Installed and Metered Wind Capacity
Balancing Mechanism (BM) reports wind production in two different ways. Large wind farms are connected to the high voltage grid and are metered but small wind farms and individual turbines are not. The latter are connected to the low voltage grid and are seen by BM as negative demand. The same applies to roof top solar PV. Clive Best looked into this a few months ago and concluded that only 68.5% of UK wind was metered. The remainder shows up as reduced demand. Clive now grosses up metered wind reported by BM by a factor of 1.46. If you check his and Leo’s wind figures using the links on the right side bar you’ll see the difference. The factor of 1.46 is of course not constant, and will require revision in future as the wind fleet evolves.
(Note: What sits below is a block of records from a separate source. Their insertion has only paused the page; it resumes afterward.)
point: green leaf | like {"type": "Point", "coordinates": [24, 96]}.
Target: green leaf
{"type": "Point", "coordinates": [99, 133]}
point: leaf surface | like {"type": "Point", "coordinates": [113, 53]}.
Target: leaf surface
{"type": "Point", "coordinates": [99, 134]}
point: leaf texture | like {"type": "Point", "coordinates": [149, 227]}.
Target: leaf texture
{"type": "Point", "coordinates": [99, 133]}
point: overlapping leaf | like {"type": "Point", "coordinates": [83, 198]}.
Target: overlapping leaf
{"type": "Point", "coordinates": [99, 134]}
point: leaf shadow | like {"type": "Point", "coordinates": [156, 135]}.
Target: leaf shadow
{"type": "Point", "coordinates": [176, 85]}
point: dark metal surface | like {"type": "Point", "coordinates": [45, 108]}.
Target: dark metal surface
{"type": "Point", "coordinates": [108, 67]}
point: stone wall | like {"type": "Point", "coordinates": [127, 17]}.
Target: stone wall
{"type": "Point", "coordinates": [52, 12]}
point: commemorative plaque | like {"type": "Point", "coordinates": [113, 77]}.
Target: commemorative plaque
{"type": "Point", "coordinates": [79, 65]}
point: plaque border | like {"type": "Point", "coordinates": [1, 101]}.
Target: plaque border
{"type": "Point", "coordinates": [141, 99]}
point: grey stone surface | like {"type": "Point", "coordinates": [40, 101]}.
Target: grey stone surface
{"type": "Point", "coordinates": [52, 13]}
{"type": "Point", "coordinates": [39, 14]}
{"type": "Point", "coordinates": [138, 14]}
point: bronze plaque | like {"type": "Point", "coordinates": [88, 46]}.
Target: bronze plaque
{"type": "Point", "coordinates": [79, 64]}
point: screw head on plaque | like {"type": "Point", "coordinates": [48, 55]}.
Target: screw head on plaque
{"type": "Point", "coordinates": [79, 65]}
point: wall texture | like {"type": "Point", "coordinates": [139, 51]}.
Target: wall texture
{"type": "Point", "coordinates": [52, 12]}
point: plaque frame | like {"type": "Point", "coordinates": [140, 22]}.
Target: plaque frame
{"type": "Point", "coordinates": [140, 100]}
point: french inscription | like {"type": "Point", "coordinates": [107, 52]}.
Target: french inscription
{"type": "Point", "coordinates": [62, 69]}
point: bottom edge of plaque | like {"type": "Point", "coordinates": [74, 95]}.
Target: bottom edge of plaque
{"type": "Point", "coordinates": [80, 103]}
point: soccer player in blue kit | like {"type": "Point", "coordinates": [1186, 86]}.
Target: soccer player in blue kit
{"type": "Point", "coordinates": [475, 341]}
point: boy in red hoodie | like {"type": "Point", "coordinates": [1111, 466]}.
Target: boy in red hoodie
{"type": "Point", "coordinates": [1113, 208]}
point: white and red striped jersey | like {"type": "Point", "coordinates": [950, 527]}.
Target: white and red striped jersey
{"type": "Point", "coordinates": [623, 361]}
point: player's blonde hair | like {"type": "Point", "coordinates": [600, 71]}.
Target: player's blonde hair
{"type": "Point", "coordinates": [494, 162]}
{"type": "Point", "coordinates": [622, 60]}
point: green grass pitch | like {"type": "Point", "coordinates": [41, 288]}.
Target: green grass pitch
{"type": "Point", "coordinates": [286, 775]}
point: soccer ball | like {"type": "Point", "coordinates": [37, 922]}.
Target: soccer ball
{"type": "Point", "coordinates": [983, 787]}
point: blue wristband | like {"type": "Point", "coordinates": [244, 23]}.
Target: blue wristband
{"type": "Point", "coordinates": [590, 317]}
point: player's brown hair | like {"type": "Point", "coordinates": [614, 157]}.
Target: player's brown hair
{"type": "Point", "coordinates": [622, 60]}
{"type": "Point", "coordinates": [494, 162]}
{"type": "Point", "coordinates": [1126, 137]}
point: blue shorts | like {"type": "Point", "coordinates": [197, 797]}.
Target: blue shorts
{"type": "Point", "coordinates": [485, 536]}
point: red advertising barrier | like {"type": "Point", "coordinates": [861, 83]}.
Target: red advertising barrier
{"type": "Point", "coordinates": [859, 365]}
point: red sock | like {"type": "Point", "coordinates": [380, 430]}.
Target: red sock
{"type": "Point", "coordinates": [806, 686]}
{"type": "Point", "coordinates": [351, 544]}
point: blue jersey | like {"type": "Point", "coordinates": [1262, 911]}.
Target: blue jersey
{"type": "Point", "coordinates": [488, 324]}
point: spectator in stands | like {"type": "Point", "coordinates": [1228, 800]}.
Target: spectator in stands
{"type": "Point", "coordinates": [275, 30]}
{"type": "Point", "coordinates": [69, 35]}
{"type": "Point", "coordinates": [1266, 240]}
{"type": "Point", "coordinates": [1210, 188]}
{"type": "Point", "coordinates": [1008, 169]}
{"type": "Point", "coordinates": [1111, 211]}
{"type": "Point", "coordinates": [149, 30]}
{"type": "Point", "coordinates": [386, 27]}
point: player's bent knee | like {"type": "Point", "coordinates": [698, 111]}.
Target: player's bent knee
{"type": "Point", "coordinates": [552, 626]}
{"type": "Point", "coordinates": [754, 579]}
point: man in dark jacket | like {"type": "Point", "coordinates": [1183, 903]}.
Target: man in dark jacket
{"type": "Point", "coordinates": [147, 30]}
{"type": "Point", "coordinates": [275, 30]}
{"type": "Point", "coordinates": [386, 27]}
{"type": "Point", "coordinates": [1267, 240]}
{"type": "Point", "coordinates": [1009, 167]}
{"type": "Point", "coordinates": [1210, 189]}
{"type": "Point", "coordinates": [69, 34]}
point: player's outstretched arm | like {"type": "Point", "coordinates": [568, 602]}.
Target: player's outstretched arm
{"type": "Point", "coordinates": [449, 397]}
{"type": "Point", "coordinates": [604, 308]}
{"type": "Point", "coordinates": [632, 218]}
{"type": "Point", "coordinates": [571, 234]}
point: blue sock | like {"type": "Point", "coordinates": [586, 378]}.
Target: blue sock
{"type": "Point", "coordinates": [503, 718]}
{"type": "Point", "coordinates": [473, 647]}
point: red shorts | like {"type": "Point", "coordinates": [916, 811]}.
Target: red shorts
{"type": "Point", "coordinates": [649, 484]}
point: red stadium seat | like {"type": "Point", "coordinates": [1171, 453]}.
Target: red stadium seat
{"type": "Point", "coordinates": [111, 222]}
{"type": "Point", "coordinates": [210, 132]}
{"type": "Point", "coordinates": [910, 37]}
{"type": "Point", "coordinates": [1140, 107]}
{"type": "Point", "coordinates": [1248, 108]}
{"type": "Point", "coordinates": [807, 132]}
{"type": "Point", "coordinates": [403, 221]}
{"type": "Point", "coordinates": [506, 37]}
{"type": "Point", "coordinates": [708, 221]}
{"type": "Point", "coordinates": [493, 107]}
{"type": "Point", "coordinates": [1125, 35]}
Figure 2 shows “demand” from BM reports compared with metered wind. One observation is that the demand curve looks a bit ragged and I believe that is because unmetered wind and solar are included in it. I think it is also likely that the “V” shaped notches in the middle of the demand peak will be filled with solar supply (seen as negative demand).
Figure 2 UK demand (less embedded wind and solar) compared with metered wind, 1 Sep to 22 Oct 2015. Note that I downloaded the data during day time of 22 October. The load statistics are calculated only for full days ending on 21 October.
RUK onshore 8258 MW
RUK offshore 5054 MW
RUK total 13339 MW
REF onshore 8414 MW
REF offshore 5031 MW
REF total 13445 MW
Using Clive’s factor of 1.46, I am estimating that metered capacity for September / October was 9136 MW. From 1 Sep to 21 Oct, metered wind produced 2018 GWh out of a possible total of 8990 GWh yielding a load factor of 22.5% for this quiescent period. This compares with an average load factor of 31%.
Total metered demand was 38884 GWh, hence metered wind produced 5.2% of metered demand. Total wind would have produced 7.6% of the total.
Figure 3 illustrates the distribution of capacity factors. Over the 51 day period, wind output was below 10% of capacity for the equivalent of 15 days, i.e. for 29% of the time
Figure 3 BM reports data with 5 minute resolution producing 14890 lines of data for the period in question. The data were sorted according to wind output and capacity factor calculated on the sorted data to produce this chart. The x-axis marks with 288 spacing represent 24 hour periods. The chart shows that for the equivalent of 15 days, capacity was below 10%.
- It is possible for wind across the whole of the UK to fall effectively to zero. It will never be possible to assume that wind can offset dispatchable capacity. No number of inter-connectors internal to the UK can solve this problem.
- Embedded wind and solar is seen by the Balancing Mechanism as negative demand. This needs to be taken into account in any analysis of actual UK power demand and consumption.
- Future analysis may include Ireland, Denmark and Germany for the same period.